Or, l’islam se voulant rationaliste et universaliste ne peut que tenir compte de ce qui est une vérité attestée dans les civilisations les plus avancées ne criminalisant plus l’homosensualité. En cela, l’islam des origines a été en avance sur son temps, une modernité avant la modernité, une rétromodernité.
Ceci n’est d’ailleurs pas nouveau puisque les soufis l’avaient bien dit depuis les débuts de l’islam qui, contrairement à ce qu’on colporte de fausseté, n’ont pas enregistré de répression avérée du sexe particulier. On ne commença d’en parler qu’au temps du calife Omar qui a juste ses manifestations malgré ce qu’on sait de sa sévérité.
Aujourd'hui, la réponse rationnelle et honnête à la question de savoir si l'islam interdit l'homosensualité est de procéder, si elle est positive, comme le font les pays se prétendant islamiques, en mettant à mort les intéressés. Si l'islam ne prohibe pas ce phénomène absolument naturel, alors il est une injustice flagrante d'emprisonner des innocents. Il nous faut donc être logiques et arrêter de défigurer notre belle religion, humaniste et oecuménique !
L’injustice faite aux homosensuels est même une forfaiture, se faisant au nom d’une foi tolérante. Abolir l’homophobie contribuera à démasquer les faux musulmans, ces daéchiens agissant à l’extinction des lumières de notre belle religion, en faisant une abomination !
Réformer le pays en agissant sur sa législation
L’abolition d’une homophobie symbolisant un arsenal juridique inique et un blocage des mentalités est la meilleure façon de faire bouger les choses. L’action sur la législation est plus efficace que sur des réalités ; elle est plus aisée et rapide que la modification des conditions socio-économiques échappant à la seule volonté nationale.

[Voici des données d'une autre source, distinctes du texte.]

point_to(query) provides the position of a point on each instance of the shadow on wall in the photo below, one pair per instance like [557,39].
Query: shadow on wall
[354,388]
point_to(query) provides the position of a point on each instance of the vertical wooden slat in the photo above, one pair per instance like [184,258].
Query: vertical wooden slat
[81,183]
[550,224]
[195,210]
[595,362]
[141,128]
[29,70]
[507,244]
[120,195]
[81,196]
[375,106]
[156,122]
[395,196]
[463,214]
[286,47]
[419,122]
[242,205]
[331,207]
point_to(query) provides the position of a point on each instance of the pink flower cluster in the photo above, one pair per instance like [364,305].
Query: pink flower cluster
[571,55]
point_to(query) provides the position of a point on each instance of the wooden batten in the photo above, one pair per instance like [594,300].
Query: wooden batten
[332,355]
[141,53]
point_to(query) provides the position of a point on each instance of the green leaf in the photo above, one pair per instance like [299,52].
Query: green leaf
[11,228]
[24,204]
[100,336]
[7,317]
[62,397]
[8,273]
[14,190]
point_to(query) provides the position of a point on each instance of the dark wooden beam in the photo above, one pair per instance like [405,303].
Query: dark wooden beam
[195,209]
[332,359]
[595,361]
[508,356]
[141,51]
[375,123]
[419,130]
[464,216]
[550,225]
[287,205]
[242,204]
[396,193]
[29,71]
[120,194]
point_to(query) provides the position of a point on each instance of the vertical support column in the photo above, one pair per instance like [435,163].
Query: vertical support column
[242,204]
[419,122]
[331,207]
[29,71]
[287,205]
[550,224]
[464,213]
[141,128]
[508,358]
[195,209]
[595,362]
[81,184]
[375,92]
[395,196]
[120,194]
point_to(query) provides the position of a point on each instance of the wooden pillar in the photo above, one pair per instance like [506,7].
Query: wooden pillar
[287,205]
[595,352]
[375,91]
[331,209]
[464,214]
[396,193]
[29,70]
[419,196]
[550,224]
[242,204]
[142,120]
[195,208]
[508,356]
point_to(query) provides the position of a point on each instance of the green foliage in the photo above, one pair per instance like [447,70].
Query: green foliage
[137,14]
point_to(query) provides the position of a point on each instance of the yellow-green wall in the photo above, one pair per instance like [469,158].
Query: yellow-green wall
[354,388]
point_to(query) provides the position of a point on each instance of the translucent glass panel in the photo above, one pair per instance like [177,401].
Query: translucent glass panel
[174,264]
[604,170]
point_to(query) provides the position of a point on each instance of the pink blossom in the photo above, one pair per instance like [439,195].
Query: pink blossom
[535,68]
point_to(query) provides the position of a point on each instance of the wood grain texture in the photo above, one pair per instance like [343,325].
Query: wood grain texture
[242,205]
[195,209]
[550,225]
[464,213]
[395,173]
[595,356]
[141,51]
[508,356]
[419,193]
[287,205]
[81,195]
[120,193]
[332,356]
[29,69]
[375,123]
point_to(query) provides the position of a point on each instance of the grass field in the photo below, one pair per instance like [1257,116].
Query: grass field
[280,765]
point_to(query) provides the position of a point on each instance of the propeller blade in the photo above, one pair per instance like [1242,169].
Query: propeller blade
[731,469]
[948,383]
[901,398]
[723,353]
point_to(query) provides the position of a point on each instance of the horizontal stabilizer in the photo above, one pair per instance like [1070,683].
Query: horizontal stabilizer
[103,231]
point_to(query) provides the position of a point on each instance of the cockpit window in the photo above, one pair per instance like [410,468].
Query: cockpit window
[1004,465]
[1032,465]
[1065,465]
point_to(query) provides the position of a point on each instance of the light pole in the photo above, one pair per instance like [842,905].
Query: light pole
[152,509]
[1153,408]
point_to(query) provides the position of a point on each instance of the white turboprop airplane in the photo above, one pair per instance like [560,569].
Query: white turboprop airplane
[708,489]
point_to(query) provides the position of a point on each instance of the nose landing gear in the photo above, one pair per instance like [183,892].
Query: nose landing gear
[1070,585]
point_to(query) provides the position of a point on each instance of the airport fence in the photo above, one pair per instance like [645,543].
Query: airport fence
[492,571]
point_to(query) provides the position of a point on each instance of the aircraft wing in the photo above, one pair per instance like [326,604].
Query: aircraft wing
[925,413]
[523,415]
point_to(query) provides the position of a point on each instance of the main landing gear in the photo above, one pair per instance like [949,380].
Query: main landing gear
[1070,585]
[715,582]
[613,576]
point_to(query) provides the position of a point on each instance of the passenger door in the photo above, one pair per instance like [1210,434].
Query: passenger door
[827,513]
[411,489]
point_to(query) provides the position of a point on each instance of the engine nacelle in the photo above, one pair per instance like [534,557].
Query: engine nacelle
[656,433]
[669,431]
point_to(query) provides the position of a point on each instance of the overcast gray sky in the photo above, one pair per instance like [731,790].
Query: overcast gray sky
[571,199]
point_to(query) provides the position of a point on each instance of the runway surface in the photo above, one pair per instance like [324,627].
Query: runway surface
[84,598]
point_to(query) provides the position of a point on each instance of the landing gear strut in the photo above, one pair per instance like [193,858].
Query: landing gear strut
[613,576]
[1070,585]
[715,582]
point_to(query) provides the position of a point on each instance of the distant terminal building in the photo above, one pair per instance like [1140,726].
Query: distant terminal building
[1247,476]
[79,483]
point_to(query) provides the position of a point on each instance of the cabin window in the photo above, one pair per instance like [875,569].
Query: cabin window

Cela autorisera le saut qualitatif répondant à l’aspiration populaire à plus de dignité, se traduisant par plus de droits et de libertés immédiats, ce que ne peut satisfaire une réalité économique et politique où l’argent demeure roi et les privilèges facteur de distinction.
Cause nationale, l’abolition de l’article 230 satisfera le droit légitime de citoyens injustement persécutés et facilitera, en agissant sur l’inconscient, le train de mesures salutaires devant suivre comme la décriminalisation de la consommation des drogues douces, la parfaite égalité successorale entre les sexes et la normalisation des relations avec Israël.
Il s’agit bien de quelques-unes parmi les plus évidentes inéluctabilités dans une Tunisie non seulement démocratique, mais aussi postmoderne.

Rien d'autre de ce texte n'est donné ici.